Overly bullish investors, especially those exposed to richly valued stocks in the technology sector, have two reasons to exercise caution.
First, the chances of the Fed cutting rates in the March policy meeting are very low. Markets no longer think that the Fed would cut rates in June, either. Doubts are high that the bank will cut rates at all.
Inflation rates are the primary reasons for the Fed to pause, wait, and observe the economy. The long-term bond market (TLT) indicates that the debt market expects yields to rise. The risk premium is rising, since investors demand a higher return for uncertainty.

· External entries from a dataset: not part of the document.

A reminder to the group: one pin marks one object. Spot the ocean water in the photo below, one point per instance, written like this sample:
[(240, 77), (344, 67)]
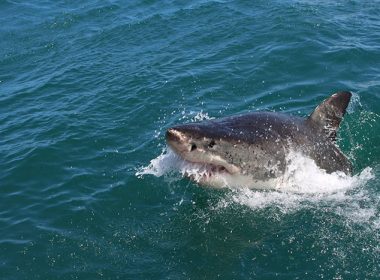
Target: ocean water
[(88, 189)]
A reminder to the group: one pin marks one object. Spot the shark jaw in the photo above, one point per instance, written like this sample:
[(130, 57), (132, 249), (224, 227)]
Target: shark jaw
[(208, 165)]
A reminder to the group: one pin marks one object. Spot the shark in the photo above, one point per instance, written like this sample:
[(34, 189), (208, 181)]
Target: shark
[(253, 149)]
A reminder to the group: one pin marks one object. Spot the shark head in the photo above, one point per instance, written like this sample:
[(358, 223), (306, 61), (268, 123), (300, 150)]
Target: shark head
[(197, 143), (256, 145)]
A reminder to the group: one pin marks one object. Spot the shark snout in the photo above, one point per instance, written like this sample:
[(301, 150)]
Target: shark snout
[(173, 135), (176, 140)]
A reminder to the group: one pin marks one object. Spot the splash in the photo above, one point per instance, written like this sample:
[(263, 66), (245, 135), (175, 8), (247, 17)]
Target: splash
[(301, 176)]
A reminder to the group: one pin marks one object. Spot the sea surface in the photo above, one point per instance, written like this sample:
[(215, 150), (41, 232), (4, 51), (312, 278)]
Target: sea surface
[(88, 189)]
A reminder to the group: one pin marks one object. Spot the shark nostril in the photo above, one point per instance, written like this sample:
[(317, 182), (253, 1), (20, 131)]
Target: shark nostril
[(211, 144)]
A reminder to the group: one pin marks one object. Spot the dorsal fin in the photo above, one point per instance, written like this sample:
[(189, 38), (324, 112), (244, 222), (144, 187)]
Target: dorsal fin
[(330, 112)]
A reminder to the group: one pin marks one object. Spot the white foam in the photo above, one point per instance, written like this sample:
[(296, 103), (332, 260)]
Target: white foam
[(304, 185), (301, 176)]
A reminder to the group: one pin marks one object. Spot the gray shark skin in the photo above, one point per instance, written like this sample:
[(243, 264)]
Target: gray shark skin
[(256, 145)]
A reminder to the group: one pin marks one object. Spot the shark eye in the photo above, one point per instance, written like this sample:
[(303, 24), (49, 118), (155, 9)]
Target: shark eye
[(211, 144)]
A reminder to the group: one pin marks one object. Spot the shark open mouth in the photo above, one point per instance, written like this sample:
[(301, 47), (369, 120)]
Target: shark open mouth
[(200, 171)]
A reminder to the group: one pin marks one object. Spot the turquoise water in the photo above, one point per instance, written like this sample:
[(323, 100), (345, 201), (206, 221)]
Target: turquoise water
[(87, 91)]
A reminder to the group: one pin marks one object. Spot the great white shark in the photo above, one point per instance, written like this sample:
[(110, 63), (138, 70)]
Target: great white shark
[(252, 149)]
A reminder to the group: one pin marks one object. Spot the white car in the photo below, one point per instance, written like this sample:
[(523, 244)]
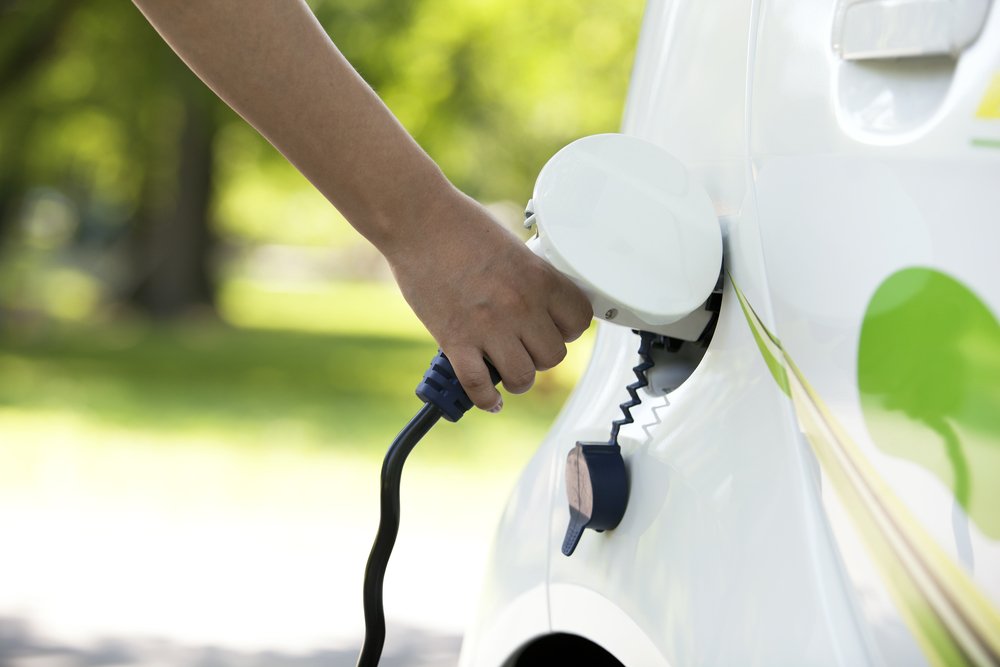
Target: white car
[(823, 486)]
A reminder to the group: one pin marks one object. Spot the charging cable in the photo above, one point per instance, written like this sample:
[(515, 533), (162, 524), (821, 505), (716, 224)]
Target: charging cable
[(443, 396)]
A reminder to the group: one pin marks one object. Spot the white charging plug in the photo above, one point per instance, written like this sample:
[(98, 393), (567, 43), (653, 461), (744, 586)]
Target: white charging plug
[(627, 223)]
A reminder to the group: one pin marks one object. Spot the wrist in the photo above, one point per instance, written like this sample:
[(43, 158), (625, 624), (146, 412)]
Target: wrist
[(436, 215)]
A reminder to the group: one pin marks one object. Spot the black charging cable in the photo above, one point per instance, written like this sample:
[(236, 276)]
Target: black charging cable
[(443, 396)]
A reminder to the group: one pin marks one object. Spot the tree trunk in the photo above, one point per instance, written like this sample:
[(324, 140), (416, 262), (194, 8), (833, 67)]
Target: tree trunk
[(173, 245)]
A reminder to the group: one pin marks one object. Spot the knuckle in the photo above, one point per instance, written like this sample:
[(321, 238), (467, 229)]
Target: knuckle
[(519, 381), (553, 357)]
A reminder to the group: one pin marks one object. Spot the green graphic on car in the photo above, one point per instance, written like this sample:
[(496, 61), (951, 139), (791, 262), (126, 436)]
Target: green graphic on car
[(929, 378), (950, 618)]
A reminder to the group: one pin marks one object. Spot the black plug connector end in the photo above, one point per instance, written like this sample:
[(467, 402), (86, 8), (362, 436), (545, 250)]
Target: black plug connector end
[(441, 387)]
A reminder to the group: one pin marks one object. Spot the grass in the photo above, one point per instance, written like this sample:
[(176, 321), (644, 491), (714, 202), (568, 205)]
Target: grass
[(342, 392)]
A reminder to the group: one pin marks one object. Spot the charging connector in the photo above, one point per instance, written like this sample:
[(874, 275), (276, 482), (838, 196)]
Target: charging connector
[(443, 396)]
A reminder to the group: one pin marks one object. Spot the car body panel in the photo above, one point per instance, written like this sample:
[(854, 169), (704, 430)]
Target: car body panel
[(766, 524)]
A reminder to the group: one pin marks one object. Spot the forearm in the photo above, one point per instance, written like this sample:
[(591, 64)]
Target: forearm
[(273, 63)]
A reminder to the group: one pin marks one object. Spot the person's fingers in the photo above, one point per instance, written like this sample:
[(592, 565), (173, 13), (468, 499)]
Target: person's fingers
[(514, 364), (570, 309), (545, 345), (470, 367)]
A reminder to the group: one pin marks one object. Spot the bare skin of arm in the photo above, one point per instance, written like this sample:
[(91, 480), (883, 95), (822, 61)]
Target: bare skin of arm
[(474, 285)]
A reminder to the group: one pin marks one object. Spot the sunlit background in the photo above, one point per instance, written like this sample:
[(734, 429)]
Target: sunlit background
[(201, 363)]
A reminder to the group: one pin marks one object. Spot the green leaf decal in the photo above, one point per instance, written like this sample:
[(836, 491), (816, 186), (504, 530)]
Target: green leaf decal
[(929, 378)]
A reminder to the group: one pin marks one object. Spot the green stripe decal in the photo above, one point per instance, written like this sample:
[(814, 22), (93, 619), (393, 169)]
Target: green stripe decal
[(980, 142), (950, 618)]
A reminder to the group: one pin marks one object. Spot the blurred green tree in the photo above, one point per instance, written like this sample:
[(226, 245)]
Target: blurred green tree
[(94, 105)]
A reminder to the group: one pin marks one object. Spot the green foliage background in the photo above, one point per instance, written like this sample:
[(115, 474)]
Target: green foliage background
[(92, 105)]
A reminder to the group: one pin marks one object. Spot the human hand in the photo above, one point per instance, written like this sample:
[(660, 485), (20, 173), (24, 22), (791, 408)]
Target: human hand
[(481, 293)]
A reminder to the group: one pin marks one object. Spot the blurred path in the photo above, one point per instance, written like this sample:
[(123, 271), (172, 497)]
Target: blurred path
[(229, 556)]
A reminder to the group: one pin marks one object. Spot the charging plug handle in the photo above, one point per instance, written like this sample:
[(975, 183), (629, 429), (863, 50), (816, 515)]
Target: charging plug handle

After the Supreme Court reaffirmed the illegality of tariffs, the White House introduced new ones at a 10% - 15% rate. That increases costs for consumers and hurts trade.
Second, the war in Iran risks hurting shipping volumes through the Strait of Hormuz. Risks are also spreading that attacks among the Middle East countries would continue. That would prevent the U.S. from leaving the region.
Markets are not convinced that the U.S. would continue its aerial and drone attacks. RTX (RTX) and Lockheed Martin (LMT) shares stopped rallying. AeroVironment (AVAV) lost 19.5% in the past month, albeit after posting weak quarterly results. Still, firms like Kratos (KTOS) are lower, while L3Harris (LHX) could pull back after trading at a yearly high.